To reiterate: Mazda is putting together a team to develop an engine to power a new rotary sports car. That said, be ready for the potential offspring of this program to be a big departure from the RX-7, if it ever materializes at all.
While Mazda has teased a new RX car since before 2015's RX-Vision concept, it has also pointed to climate change (and therefore emissions regulations) as an obstacle to its revival. Rotaries are inherently inefficient engines, which translates into increased emissions. Mazda also has a more self-serious image to contend with, not to mention the business case of such a car. Until the reboots of the Toyota Supra and Nissan Z, the prospects looked weak—and may still with Supra sales tanking.
Should the next RX car proceed despite those factors, it probably won't be an analog three-pedaler.
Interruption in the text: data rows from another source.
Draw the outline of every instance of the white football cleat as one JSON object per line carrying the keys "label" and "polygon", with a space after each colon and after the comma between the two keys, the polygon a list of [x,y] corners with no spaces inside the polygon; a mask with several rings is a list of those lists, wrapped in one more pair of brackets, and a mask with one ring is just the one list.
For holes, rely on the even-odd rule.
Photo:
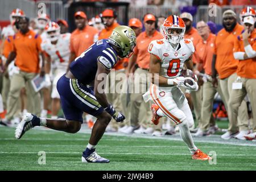
{"label": "white football cleat", "polygon": [[82,163],[108,163],[109,160],[101,157],[96,151],[86,156],[84,154],[82,155]]}
{"label": "white football cleat", "polygon": [[210,134],[214,134],[215,132],[218,131],[218,125],[210,126],[210,128],[209,129],[209,133],[210,133]]}
{"label": "white football cleat", "polygon": [[47,117],[47,110],[45,109],[43,109],[41,111],[41,114],[40,117],[42,118],[46,118]]}
{"label": "white football cleat", "polygon": [[229,131],[227,131],[225,133],[224,133],[223,135],[221,135],[221,138],[224,139],[225,140],[229,140],[232,137],[234,137],[237,134],[237,132],[235,133],[232,133]]}
{"label": "white football cleat", "polygon": [[245,135],[249,134],[250,134],[250,131],[241,131],[237,135],[236,135],[234,138],[240,140],[245,140],[246,139],[245,138]]}
{"label": "white football cleat", "polygon": [[124,126],[118,129],[118,132],[122,132],[128,129],[129,126],[128,125],[125,125]]}
{"label": "white football cleat", "polygon": [[137,134],[142,134],[144,133],[144,131],[146,130],[146,129],[144,128],[144,127],[141,126],[138,129],[138,130],[134,130],[134,133]]}
{"label": "white football cleat", "polygon": [[207,131],[202,131],[200,128],[197,130],[197,131],[193,134],[194,136],[197,137],[201,137],[201,136],[205,136],[209,135],[210,134]]}
{"label": "white football cleat", "polygon": [[154,132],[154,129],[152,127],[148,127],[144,131],[143,133],[146,134],[150,134]]}
{"label": "white football cleat", "polygon": [[133,133],[133,131],[134,131],[134,127],[130,126],[126,130],[122,130],[120,131],[120,132],[125,133],[126,134],[130,134]]}
{"label": "white football cleat", "polygon": [[163,134],[159,131],[155,131],[152,134],[152,136],[163,136]]}
{"label": "white football cleat", "polygon": [[245,135],[244,136],[246,139],[246,140],[248,140],[256,139],[256,132],[249,134],[248,135]]}
{"label": "white football cleat", "polygon": [[34,127],[32,124],[32,121],[35,119],[36,116],[32,115],[31,113],[24,114],[20,123],[17,126],[15,130],[15,138],[20,139],[25,132],[28,131]]}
Mazda hasn't shared specifics of the Iconic SP's drivetrain beyond a twin-rotor engine, but its current products and recent patents give us some idea of what could come.
Mazda currently offers a single-rotor range extender in the MX-30 EV, where it functions as a series hybrid that generates electricity for the either the battery or the wheels. A more powerful version of that, potentially with two or three rotors or even quick-swappable battery modules, could make it all the better. This hybridization reduces a rotary's emissions while filling in for its weak low-end torque, killing two birds with one stone.
But this is all speculative for a car that we only know Mazda is considering. Rotary development doesn't mean the RX series will return, as the reasons above all still apply. Still, we have hope from on high, and it'll have to tide us over until the next Mazda RX is confirmed—or the rotary is dead for good.